Confusion about brms: random intercept formula notation with two lines (||) or one (|)

Hey all,
I have a simple question about the formula notation for brms with random intercepts.
In the paper at http://138.232.16.156/article/view/v080i01 it is stated that “By default,
group-level coefficients within a grouping factor are assumed to be correlated.

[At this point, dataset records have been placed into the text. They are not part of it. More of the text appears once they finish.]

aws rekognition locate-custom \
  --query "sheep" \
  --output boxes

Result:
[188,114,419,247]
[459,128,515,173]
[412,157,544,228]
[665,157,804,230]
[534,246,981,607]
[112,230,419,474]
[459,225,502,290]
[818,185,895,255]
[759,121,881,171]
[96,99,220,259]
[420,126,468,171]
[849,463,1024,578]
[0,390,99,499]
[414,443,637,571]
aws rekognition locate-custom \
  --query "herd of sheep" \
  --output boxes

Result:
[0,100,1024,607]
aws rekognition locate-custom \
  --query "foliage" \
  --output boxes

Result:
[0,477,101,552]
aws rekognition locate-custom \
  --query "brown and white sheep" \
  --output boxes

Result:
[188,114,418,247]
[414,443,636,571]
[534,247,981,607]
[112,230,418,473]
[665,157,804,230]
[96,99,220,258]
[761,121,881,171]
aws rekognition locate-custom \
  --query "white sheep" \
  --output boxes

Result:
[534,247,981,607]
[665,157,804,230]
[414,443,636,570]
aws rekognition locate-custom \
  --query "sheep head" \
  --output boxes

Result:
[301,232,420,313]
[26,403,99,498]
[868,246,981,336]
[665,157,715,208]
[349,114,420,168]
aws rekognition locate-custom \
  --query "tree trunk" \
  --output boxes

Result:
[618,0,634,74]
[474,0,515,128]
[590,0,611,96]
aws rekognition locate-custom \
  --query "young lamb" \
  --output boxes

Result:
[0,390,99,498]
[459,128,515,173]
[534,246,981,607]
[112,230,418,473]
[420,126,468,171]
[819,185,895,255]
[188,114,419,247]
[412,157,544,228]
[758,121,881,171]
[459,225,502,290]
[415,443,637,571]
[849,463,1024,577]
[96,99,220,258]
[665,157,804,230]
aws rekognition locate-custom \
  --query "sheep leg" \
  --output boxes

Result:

Correlations
can be set to zero by using the (coefs || group) syntax”.

The way I understand this is that correlation is being estimated between the random effects pertaining to the same factor. However, I see no difference when running the following R code, which fits a one-way random effects model with both the | and || notation, furthermore when I investigate the first model (correlated random effects), I cannot find the estimated correlations anywhere. Am I interpreting the quote above incorrectly? If not, is there a way to obtain the estimated correlation between the random effects?

rm(list = ls())      #remove all vars
library(brms)
library(pracma)
library(Matrix)

#---------------------------sample data------------------------------
set.seed(1234567)
nvec = 10   # number of independent vectors Y
m     = 10
sigma2 = 1
tau    = 2

# Y_ij = theta_i + epsilon_ij, theta_i ~ N(0,tau), epsilon_ij ~ N(0, sigma2)
Y = as.matrix(bdiag(lapply(seq(nvec), function(i){ones(m,1)}))%*%rnorm(nvec, 0, sqrt(tau)) + rnorm(nvec*m, 0, sqrt(sigma2)))
data = as.data.frame(cbind(Y, Reduce(rbind, lapply(seq(nvec), function(i){i*ones(m,1)}))))
colnames(data) = c("outcomes", "factor")

#----------------------------------fit brms --------------------------------------------
burnin = 5e3
M = 1e4

seed_brms = 123
fit_cor = brm(formula = 'outcomes ~ 0 + (1 | factor)',
          data    = data,
          warmup  = burnin,
          iter    = M,
          chains  = 1,
          control = list(adapt_delta = 0.999),
          seed    = seed_brms)
summary(fit_cor)


fit_uncor = brm(formula = 'outcomes ~ 0 + (1 || factor)',
          data    = data,
          warmup  = burnin,
          iter    = M,
          chains  = 1,
          control = list(adapt_delta = 0.999),
          seed    = seed_brms)
summary(fit_uncor)

The | and || syntax is only relevant when you have multiple random effects. In your model:

outcomes ~ 0 + (1 | factor)

You’ve specified that there is a random intercept that varies across each level of factor. There are no correlations to estimate here since there is only a single random effect

1 Like

Thanks! That makes more sense to me. I think something was wrong in my definition of a random effect/group-level coefficient then, as I understood it the variables theta_i were the random effects, but maybe the total collection (theta_i)_i is more commonly (or at least for brms/stan) thought of as the random effect.

Just FYI, you don’t typically need that many samples (either in warmup or iter) in Stan. Many times, the default (iter=2000 of which half are warmup) is plenty. Just FYI to save you some time if you are used to some other sampler. I didn’t run your code here, so maybe it doesn’t apply, but usually I don’t need that many samples.

Thanks, that could indeed be the case. I didn’t really look at the ess/diagnostics of the samples though as this was an example I wanted to generate for the forum where both formulas gave the same result. The burn-in and number of iterations were from some other script where I analyzed a larger dataset.